Duplicates form groups. We gather those groups as duplicates of each other and we save this information

In [None]:
# Load data (uncomment if you restart from here)
# texts = pickle.load(open('prep 03 - infomedia tokenized texts.pkl','rb'))
# doc2doc = pickle.load(open('prep 06 - similarity matrix.pkl','rb'))
# doc2doc_tfidf = pickle.load(open('prep 06 - similarity matrix tfidf.pkl','rb'))

In [None]:
# Build simiarlity network
g = nx.Graph()
#thres = 0.965 # threshold for DTM cosine similarity (i.e. unweighed)
len_thres = 0.9 # if length of document is less then 90 % percent of the other
                # it is not counted as a duplicate
#thres2 = 0.99 # 
tf_cut = 0.93
tfidf_cut = 0.91
for i in tqdm.tqdm(np.arange(doc2doc.shape[0])):
    a = doc2doc[i]
    n = sum(map(len,texts[i][1]))
    a2 = doc2doc_tfidf[i]
    idx = np.arange(len(a))[(a>=tf_cut)&(a2>=tfidf_cut)]
    for j in idx:
        n2 = sum(map(len,texts[j][1]))
        # Account for length difference.
        l = sorted([n,n2])
        diff = l[0]/l[1]
        if i == j or diff<=len_thres:
            continue
        
        g.add_edge(i,j)
print("Done.")

In [None]:
# Get articles that do not have duplicates
nondupes = set(np.arange(len(texts)))-set(g)
print("Tokens (nodes):",len(g),"Similarities (edges):",len(g.edges()),"Non-duplicates: ",len(nondupes))

In [None]:
# The components, in the network, are the groups of duplicated articles
comps = list(nx.connected_components(g))
len(comps)

In [None]:
# List articles with duplication information.

# What the columns mean:
# duid: article id
# duplicate: 0 if it has no duplicates or is the "original", 1 else. I.e.: 0=keep, 1=remove.
# n_dupes: how many articles in the group of duplicates
# original: which article we consider the reference (it's arbitrary, but the same for the whole group)
# density: how many pairs of articles are duplicates of each other (from 0=0% to 1=100%)

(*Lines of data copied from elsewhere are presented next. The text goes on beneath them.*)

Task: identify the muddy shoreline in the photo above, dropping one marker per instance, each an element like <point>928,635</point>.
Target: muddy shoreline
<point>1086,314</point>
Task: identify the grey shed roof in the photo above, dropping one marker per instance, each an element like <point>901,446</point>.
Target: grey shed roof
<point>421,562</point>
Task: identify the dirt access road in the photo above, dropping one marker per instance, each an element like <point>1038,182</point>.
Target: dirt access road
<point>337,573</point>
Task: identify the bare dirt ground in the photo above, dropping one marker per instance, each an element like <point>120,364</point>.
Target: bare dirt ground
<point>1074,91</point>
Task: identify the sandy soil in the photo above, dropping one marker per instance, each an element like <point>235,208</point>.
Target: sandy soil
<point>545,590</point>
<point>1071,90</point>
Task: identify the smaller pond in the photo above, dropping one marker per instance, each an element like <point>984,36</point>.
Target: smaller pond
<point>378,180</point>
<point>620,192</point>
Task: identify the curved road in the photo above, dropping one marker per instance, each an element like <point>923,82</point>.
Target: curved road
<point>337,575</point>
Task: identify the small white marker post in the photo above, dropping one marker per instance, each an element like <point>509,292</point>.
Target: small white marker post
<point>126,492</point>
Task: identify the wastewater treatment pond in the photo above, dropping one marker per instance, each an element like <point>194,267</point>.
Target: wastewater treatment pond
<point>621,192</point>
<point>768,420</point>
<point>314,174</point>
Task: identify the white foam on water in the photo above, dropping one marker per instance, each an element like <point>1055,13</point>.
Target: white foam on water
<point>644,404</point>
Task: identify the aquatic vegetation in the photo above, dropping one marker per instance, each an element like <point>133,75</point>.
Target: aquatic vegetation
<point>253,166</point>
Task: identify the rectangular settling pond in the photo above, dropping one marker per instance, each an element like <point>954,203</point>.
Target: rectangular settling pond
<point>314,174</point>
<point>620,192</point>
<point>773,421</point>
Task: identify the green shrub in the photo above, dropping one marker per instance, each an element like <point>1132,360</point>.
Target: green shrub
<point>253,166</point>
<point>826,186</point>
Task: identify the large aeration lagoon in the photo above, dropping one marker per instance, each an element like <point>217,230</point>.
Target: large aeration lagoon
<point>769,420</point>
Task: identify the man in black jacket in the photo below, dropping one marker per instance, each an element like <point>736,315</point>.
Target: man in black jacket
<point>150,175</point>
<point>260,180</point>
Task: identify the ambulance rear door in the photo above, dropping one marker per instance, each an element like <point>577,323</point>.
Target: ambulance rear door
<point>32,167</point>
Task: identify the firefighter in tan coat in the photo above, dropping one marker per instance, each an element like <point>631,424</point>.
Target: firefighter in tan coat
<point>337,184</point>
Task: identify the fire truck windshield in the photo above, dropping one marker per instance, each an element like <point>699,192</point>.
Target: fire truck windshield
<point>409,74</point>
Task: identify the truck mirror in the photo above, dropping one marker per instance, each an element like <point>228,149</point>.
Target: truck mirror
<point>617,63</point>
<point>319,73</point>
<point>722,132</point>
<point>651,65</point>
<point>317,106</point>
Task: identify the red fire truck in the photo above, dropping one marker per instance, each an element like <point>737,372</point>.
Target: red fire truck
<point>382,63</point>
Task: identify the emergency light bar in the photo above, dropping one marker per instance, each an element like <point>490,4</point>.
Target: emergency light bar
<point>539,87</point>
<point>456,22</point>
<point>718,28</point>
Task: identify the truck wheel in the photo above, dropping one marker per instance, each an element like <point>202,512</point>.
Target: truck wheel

# Explanation: if A is dupe of B and B is dupe of C then we see A as dupe of C,
#              but the A to C connection might not be considered duplication
#              according to the thresholds we used.
#              So a density below 1 tells us that such a thing happened.
#              That is not a problem, though.

dat = [{'duid':texts[i][0],'duplicate':0,'n_dupes':0,'original':texts[i][0]} for i in nondupes]

for comp in comps:
    # keep the largest.
    best = max(comp,key=lambda x: sum(map(len,texts[x][1])))
    dupes = set(comp)
    dupes.remove(best)
    n_dupes = len(dupes) # keep how many duplicate were removed
    dens = nx.density(nx.subgraph(g,comp))
    dat.append({'duid':texts[best][0],'duplicate':0,'n_dupes':n_dupes,'density':dens})
    for i in dupes:
        dat.append({'duid':texts[i][0],'duplicate':1,'n_dupes':n_dupes,'original':texts[best][0],'density':dens})
    
ddf = pd.DataFrame(dat)
ddf

In [None]:
# Save
ids = [i[0] for i in texts]
ddf.index = ddf.duid
ddf = ddf.loc[ids]
ddf = ddf.reset_index(drop=True)
ddf.to_csv('prep 07 - infomedia duplicates.csv',index=False)

## 8. Remove duplicates

We produce a file with no duplicates. This does not mean that the deduplicated file is always the right file to use. For instance if you want to count the number of occurrences of an expression, you may want to take into account that some articles have been published multiple times.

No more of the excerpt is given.